I'd hate to think of the costs of doing this on a commercial scale, but I'm sure they've got lots of low cost mechanised bulk methods in comparison to my low volume ad hoc manual efforts.

The next things to worry about will be getting the vines established, then training and pruning them.

Update 2015/11/27:


Ater rain overview of the two vines neatly dug in, with spaced but unfilled tyres. Maybe room for another row of tyres for even more strawberries on this (lower/western) side of the trellis?


Autumn Royal, closest to house. Visible wire is trunk wire. Note the West Indian Key Lime tree to the upper right of the vine starting to look pressurized. It needs to be relocated, but there's limited options. The assumption is that Key Limes won't get too big or bushy.

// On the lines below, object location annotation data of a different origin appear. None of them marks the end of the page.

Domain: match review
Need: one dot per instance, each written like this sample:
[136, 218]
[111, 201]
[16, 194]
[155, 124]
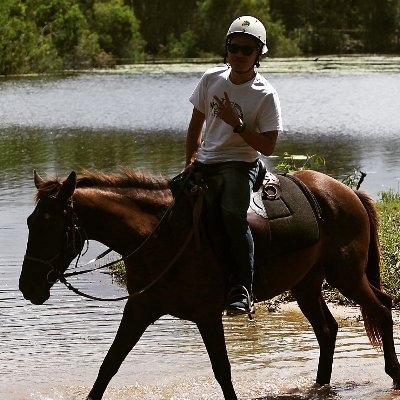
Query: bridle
[72, 229]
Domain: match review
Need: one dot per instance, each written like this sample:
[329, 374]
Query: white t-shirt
[257, 104]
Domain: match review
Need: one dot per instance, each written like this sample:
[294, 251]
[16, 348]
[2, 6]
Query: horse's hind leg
[212, 332]
[309, 297]
[376, 309]
[134, 322]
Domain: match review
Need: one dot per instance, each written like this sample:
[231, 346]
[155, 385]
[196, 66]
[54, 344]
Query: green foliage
[300, 163]
[42, 36]
[118, 30]
[389, 237]
[185, 46]
[355, 179]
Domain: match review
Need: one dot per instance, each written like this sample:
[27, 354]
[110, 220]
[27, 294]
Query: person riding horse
[242, 117]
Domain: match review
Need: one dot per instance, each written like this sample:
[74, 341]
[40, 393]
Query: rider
[242, 117]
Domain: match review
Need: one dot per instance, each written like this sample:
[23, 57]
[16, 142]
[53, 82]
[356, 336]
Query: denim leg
[238, 183]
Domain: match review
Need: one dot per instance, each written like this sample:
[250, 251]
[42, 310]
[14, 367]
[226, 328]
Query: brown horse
[169, 273]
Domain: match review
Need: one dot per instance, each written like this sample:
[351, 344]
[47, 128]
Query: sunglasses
[245, 50]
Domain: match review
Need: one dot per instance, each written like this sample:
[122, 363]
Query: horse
[169, 270]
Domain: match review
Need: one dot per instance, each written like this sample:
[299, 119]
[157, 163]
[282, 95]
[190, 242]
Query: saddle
[290, 210]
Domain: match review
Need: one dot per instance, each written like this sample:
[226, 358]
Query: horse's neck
[117, 220]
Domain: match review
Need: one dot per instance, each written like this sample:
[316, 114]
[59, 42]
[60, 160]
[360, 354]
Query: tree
[118, 30]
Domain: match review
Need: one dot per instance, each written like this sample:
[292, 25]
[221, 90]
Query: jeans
[238, 180]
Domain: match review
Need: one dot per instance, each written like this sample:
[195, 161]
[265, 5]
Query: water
[105, 122]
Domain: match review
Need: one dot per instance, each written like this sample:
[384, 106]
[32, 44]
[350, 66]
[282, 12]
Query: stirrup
[239, 302]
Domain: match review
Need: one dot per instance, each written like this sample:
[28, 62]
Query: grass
[389, 237]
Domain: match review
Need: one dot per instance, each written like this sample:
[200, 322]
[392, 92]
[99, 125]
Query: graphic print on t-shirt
[235, 106]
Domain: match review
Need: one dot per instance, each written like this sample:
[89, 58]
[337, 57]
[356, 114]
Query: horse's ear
[37, 179]
[68, 187]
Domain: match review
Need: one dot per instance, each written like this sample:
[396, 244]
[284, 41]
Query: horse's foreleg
[212, 332]
[324, 325]
[135, 321]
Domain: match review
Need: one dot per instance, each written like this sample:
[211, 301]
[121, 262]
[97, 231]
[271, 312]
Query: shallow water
[53, 352]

The Hanepoot, closest to neighours fence, running up its stake. The visible wire is the trunk wire. Maybe there's room to put in the White Genoa fig between the rightmost pole and the fence? The originally selected spot is now in deep shade and would be disastrous, and I'm running out of room everywhere else.

Update 2015/11/28:





Installed lowest pair of catch wires, munufactured from security fence braided cable components. It seems OK, even though I messed up one of them by overcompensating for anticipated cable stretch... with this stuff, there's zero stretch. Fortunately I allowed for fixing this in the design.

Update 2015/12/10:


Cow damage.

There was more cow damage just before Christmas, when the other vine was also munched down below the level of the PVC pipe.

Update 2016/01/24:


Irrigation at last sorted out - it's now apparent what the lowest "trunk" wire is for.

Dripper heads running ino PVC pipes leading to roots, tyres being populated with strawberry runners, some still to be filled with compost.

The vines seem to have settled, and both are recovering from the attention of the cows. Future pruning might be a bit complicated.

Update 2016/02/21:


The Autumn Royal looking like it's establishing itself.